On average, the most bachelor's degrees and minors per year are conferred at research universities and by departments where the highest degree offered is at the Master’s level. 77% of the responding departments and 65% of reported enrolled students are located in institutions where the highest degree offered is at the bachelor’s level.

Graduate Students

Graduate indicators are important to consider both with respect to the health of departments and programs and for how they relate to the production of the professoriate. Across higher education, new graduate programs have proliferated and since 2000, the number of US adults with graduate degrees has doubled. Again, these facts make it important to consider not just the total number of graduate degrees in religious studies, but also the share of all such degrees, to best understand the state of the field up to 2018.

Religion departments had an average of 93.3 students enrolled in graduate-level courses per department (second only to Linguistics), but an average of 9.1 master’s or doctoral graduate students in their department (only Combined English/LLA, Folklore, and Philosophy have fewer). The difference between the average (93) and the median (24) enrolled students and disparity between total enrolled students and students in the department suggest a few very large departments might be skewing the results, and that religion departments play an outsized role in teaching students from other departments.
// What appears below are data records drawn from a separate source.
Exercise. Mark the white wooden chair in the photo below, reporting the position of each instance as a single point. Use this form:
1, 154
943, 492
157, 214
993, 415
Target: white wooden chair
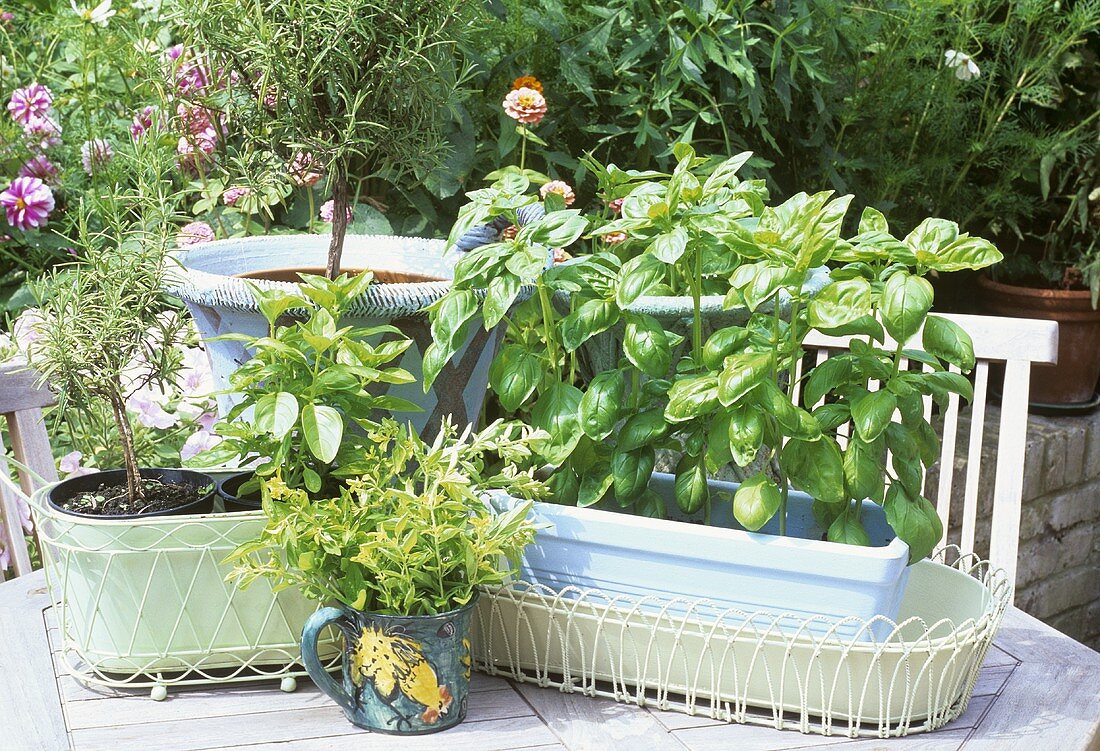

The academic study of religion conferred its largest number of master’s degrees on record in 2014 (1,055). After that peak, however, the number fell 19%, to 855 master's degrees awarded in 2018. With that decline, the share of all master’s degrees awarded by religion departments also fell, from .14% in 2014 to .10% in 2018. While modest, relative to the change noted above in bachelor’s degrees, this represents the lowest share in records extending back to 1987.

Fig. 5 Master’s Degree Completions in Religion (Absolute Number and as a Percentage of All Masters Degrees), 1997–2018

IPEDS Completions Survey from Department of Education, tabulated using the NCSES Data Tool at https://ncsesdata.nsf.gov/ids/ipeds_c.

At the doctoral level, the annual number of religion PhDs has been trending upward in recent years (aside from an anomalous spike 2002)—rising from an average of 230 degrees from 1997 to 2007 to an average of 258 since 2008 (and over 270 degrees in three of the four most recent years; Fig 6).

Fig. 6: Doctoral Degree Completions in Religion (Absolute Number and as a Percentage of All Doctoral Degrees), 1997–2018

IPEDS Completions Survey from Department of Education, tabulated using the NCSES Data Tool at https://ncsesdata.nsf.gov/ids/ipeds_c.

Similar to the findings at the other degree levels, the growth in the number of doctoral degrees in religion did not keep pace with the general growth in the number of PhDs. The discipline’s share of all doctorates dropped from around 0.5% in the late 1990s and early 2000s to 0.35% in 2018.

Despite budgetary restraints and declines in majors, religious studies departments—on average—have remained stable, and the number of institutions offering religious studies degrees continues to rise. The national trends of declining student interest in religion degrees, and the humanities more broadly, cannot be separated from the current discourse on the value and purpose of college education. These indicators point to the need for careful consideration and engaged response by faculty, administrators, and advocates for the academic study of religion. Across higher education, the impact of the pandemic will be unprecedented and follow after already-concerning downward shifts in humanities degree completions. Religion scholars can and should use these data to act with urgency to inform their strategic response to the coming challenges, and they should ally with other humanists to counter the rhetorical devaluing of particular fields of study and waning institutional support.